Transverse cruciform ligament straps the dens to the anterior arch of C1.
Distance between anterior arch and dens shouldn’t be more than 5mm.
Instability associated with Downs and Juvenile RA.
Rotary subluxaiton can occur in children, looks like torticollis.
May require dynamic movements while scanning to differentiate from torticollis.
Benign vs malignant compression fracture (6)
Retropulsed fragment vs convex posterior vertebral body cortex
Transverse t1 and t2 dark band for benign.
Malignant:
- Involves posterior elements.
- Epidural/paraspinal mass
- Multiple lesions
Trauma to cord (2)
Known correlation between spinal cord oedema lenght and outcome.
Most important factor for outcome is the presence of haemorrhagic spinal cord injury.
Spinal cord syndromes (6)
Central cord:
- Old lady with spondylosis or young with bad extension injury
- Upper extremity deficit is worse than lower (corticospinal tracts are lateral in lower extremity)
Anterior cord
- Flexion injury, causes immediate paralysis
Brown sequard
- Rotation injury or penetrating trauma.
- One half motor, other half sensory
Posterior cord
- Uncommon, sometimes seen with hyperextension
- Proprioception affected
Pars interarticularis defects (6)
Fatigue or stress fracture, probably developing in childhood.

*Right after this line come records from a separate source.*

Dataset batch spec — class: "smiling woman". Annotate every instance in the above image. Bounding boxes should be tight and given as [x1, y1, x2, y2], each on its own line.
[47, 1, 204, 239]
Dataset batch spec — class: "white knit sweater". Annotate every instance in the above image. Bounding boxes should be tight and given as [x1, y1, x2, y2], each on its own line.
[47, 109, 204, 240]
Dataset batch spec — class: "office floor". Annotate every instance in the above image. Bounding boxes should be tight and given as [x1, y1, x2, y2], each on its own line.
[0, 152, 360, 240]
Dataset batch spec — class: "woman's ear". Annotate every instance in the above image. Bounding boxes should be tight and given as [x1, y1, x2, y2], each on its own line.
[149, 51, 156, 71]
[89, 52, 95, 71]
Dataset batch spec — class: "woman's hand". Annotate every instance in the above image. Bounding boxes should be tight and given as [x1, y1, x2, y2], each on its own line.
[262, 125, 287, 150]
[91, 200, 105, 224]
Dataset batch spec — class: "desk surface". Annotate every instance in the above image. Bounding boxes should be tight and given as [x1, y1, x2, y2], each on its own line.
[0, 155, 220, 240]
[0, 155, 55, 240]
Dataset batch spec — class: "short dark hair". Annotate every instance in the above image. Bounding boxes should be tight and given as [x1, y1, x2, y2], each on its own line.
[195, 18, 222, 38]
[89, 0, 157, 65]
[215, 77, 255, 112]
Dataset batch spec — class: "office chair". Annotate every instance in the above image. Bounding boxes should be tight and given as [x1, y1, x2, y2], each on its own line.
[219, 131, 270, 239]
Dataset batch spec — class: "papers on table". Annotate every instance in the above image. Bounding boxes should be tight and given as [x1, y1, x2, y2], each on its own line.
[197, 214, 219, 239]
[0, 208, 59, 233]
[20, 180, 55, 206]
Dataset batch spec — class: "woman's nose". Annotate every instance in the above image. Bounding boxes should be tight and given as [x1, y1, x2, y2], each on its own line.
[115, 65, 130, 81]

Usually not symptomatic (25% are).
Commonest level is L5-S1, with the rest at L4-5.
Tend to have more spondylolisthesis and associated degenerative change at L4-5 than L5-S1.
Can be seen on oblique plain film as a collar on the scottie dog.
Pars defects with anteriorlisthesis will have neuroforaminal stenosis, with spinal canal widening (when severe, will have spinal canal stenosis also).
Terminal ventricle (6)
aka ventricularis terminalis.
Developmental variant.
Normally, a large portion of the distal cord involutes in a late stage of spinal cord embryology.
Sometimes, this process is not uniform, and a cyst forms at the end of the cord.
This is usually small (4mm) and causes no symptoms.
Sometimes they get very big and cause neurilogic symptoms.